The Lea Valley Lines were previously operated by Abellio Greater Anglia as part of the East Anglia franchise. In 2015 they transferred to the London Overground's Weaver line for operation. Some West Anglia Main Line services continue to call at Hackney Downs.

==Services==
The typical service of trains per hour (tph) is as follows:

| Operator/line | Frequency to destination |
|---|---|
| Weaver Line | 8 tph to London Liverpool Street 2 tph to Cheshunt 2 tph to Enfield Town 4 tph to Chingford |
| Greater Anglia | 2 tph to London Liverpool Street 2 tph to Hertford East |

During the peak hours, the station is served by an additional 2tph to Enfield Town.

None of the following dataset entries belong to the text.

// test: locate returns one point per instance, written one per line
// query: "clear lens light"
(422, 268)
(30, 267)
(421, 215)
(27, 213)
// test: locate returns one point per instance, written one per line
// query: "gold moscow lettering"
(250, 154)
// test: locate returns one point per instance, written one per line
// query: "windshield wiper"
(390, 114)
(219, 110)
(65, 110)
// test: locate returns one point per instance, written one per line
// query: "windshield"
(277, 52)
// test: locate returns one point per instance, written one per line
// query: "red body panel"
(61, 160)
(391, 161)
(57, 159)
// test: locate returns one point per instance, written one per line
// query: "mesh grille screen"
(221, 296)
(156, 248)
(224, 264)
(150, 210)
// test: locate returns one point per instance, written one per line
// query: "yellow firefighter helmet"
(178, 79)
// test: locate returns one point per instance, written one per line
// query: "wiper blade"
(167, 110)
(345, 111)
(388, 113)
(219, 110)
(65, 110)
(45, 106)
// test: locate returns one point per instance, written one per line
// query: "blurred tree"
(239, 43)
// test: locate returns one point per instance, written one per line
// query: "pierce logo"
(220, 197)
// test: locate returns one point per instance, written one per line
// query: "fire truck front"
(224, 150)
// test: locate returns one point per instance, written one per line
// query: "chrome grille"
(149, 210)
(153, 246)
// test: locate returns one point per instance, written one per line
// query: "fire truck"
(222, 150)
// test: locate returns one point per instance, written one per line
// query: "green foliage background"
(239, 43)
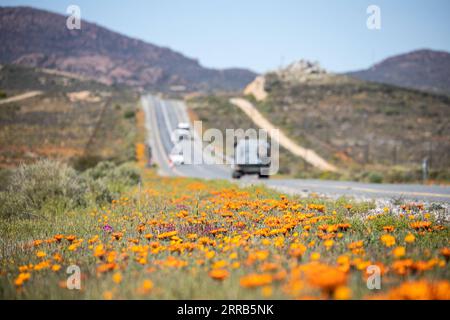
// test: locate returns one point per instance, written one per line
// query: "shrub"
(129, 114)
(106, 180)
(33, 186)
(50, 186)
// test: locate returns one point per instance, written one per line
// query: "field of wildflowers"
(179, 238)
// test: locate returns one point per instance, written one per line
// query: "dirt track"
(23, 96)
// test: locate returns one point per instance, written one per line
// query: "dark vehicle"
(252, 156)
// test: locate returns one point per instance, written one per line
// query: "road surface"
(162, 117)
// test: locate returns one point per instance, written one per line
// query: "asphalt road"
(163, 116)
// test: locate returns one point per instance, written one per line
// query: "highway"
(163, 116)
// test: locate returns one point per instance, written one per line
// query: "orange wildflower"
(219, 274)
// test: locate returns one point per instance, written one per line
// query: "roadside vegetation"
(181, 238)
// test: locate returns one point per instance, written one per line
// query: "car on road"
(182, 132)
(252, 156)
(176, 156)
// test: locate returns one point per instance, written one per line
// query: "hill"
(39, 38)
(74, 120)
(425, 70)
(371, 129)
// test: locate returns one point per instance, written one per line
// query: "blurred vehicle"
(252, 156)
(182, 132)
(176, 156)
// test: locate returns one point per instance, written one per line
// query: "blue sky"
(262, 34)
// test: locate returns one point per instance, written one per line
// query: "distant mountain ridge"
(425, 70)
(40, 38)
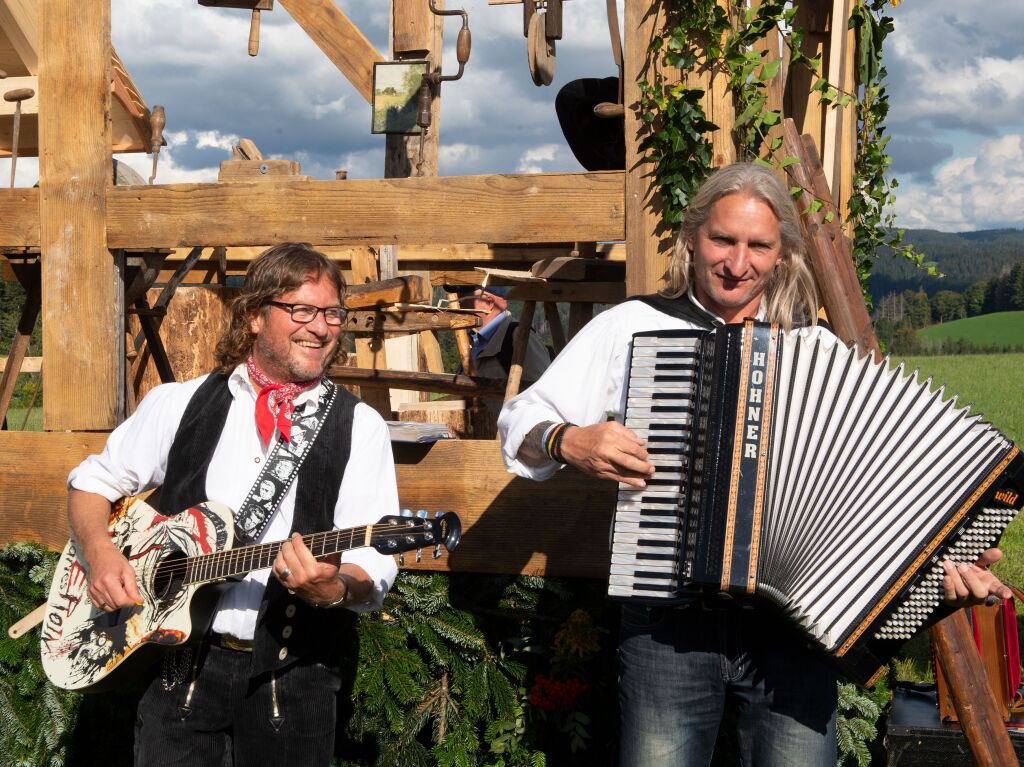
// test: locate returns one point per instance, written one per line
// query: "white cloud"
(983, 190)
(532, 159)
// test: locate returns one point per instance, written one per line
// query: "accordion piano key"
(830, 484)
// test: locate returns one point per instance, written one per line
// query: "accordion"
(796, 471)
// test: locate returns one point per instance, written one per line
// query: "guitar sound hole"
(169, 577)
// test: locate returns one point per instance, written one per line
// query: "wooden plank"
(29, 364)
(470, 210)
(29, 105)
(34, 488)
(827, 247)
(479, 209)
(340, 40)
(409, 289)
(979, 714)
(83, 322)
(19, 22)
(648, 241)
(370, 351)
(510, 524)
(376, 323)
(572, 292)
(444, 383)
(259, 170)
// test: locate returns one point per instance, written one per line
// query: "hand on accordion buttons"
(608, 451)
(974, 584)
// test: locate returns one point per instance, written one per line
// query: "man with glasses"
(261, 687)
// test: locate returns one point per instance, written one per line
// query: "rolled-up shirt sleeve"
(369, 492)
(583, 386)
(134, 459)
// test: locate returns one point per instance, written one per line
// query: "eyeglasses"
(304, 313)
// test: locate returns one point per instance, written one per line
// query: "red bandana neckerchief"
(275, 402)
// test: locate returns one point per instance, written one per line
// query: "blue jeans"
(680, 668)
(223, 720)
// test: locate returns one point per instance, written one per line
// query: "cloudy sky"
(955, 84)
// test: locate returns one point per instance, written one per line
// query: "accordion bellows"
(798, 471)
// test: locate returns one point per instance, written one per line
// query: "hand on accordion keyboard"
(608, 451)
(974, 584)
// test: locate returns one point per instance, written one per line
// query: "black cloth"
(311, 631)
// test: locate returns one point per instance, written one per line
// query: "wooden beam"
(648, 241)
(19, 22)
(29, 105)
(34, 488)
(444, 383)
(83, 322)
(413, 289)
(572, 292)
(340, 40)
(980, 717)
(29, 364)
(508, 209)
(376, 323)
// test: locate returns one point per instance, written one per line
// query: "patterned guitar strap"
(282, 468)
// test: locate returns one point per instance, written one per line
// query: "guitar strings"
(379, 533)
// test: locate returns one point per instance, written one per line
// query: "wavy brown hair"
(791, 293)
(274, 271)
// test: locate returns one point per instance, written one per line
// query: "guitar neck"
(241, 561)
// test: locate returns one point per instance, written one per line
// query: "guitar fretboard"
(260, 556)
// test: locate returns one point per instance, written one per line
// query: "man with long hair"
(261, 687)
(739, 254)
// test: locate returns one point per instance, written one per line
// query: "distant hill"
(964, 258)
(1000, 329)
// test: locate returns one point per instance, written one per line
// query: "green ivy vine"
(704, 35)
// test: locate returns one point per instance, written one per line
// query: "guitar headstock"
(395, 535)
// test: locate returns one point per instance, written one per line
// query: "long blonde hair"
(790, 294)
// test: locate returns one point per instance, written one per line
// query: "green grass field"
(992, 384)
(1005, 328)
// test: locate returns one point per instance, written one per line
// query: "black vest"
(287, 627)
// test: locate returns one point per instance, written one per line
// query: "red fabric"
(275, 402)
(1013, 645)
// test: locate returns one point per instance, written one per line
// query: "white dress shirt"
(135, 460)
(585, 383)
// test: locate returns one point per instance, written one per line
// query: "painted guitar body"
(82, 644)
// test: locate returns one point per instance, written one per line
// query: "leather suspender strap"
(282, 468)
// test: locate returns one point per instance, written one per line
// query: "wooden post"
(416, 33)
(83, 317)
(979, 715)
(370, 351)
(519, 346)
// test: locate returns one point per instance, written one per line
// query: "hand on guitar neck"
(320, 582)
(112, 579)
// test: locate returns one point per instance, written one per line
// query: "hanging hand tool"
(433, 80)
(16, 96)
(255, 5)
(157, 121)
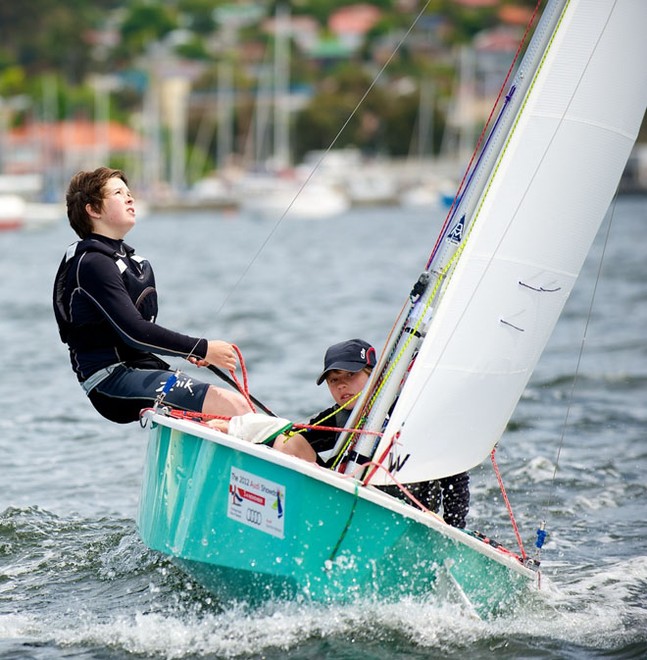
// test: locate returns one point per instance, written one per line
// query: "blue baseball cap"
(351, 355)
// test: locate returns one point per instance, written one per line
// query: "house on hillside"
(54, 151)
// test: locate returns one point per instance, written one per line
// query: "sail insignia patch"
(455, 234)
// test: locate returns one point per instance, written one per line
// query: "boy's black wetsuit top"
(453, 492)
(105, 304)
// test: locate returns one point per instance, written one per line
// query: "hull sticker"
(256, 502)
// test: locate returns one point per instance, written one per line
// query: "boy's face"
(344, 385)
(117, 215)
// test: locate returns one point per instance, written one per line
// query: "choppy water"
(75, 580)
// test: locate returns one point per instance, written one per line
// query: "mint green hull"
(249, 523)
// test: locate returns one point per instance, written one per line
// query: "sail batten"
(533, 226)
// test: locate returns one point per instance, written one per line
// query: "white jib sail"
(534, 226)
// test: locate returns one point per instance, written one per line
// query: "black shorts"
(127, 391)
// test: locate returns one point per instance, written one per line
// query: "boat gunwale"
(342, 482)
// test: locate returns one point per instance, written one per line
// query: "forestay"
(534, 224)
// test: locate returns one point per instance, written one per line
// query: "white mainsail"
(531, 231)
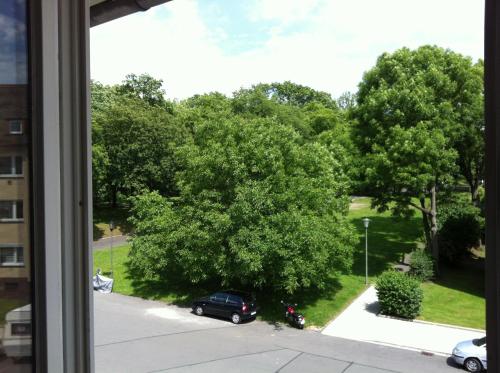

On Sundays, the station is served by hourly Greater Anglia services that continue beyond Broxbourne on the main West Anglia Main Line (via Harlow Town) through to Cambridge North rather than the usual half hourly services to Hertford East (which instead run to Stratford)

| Preceding station | National Rail |  |  | Following station |
|---|---|---|---|---|
| London Liverpool Street towards |  | Greater AngliaLea Valley Lines |  | Tottenham Hale towards |
| Preceding station | London Overground |  |  | Following station |
| London Fields towards Liverpool Street |  | Weaver lineLea Valley lines |  | Stoke Newington towards Cheshunt or Enfield Town |
| Bethnal Green towards Liverpool Street |  | Weaver line WeaverLea Valley lines |  | Clapton towards Chingford |

==Connections==
London Buses routes 30, 56 and 276 serve the station.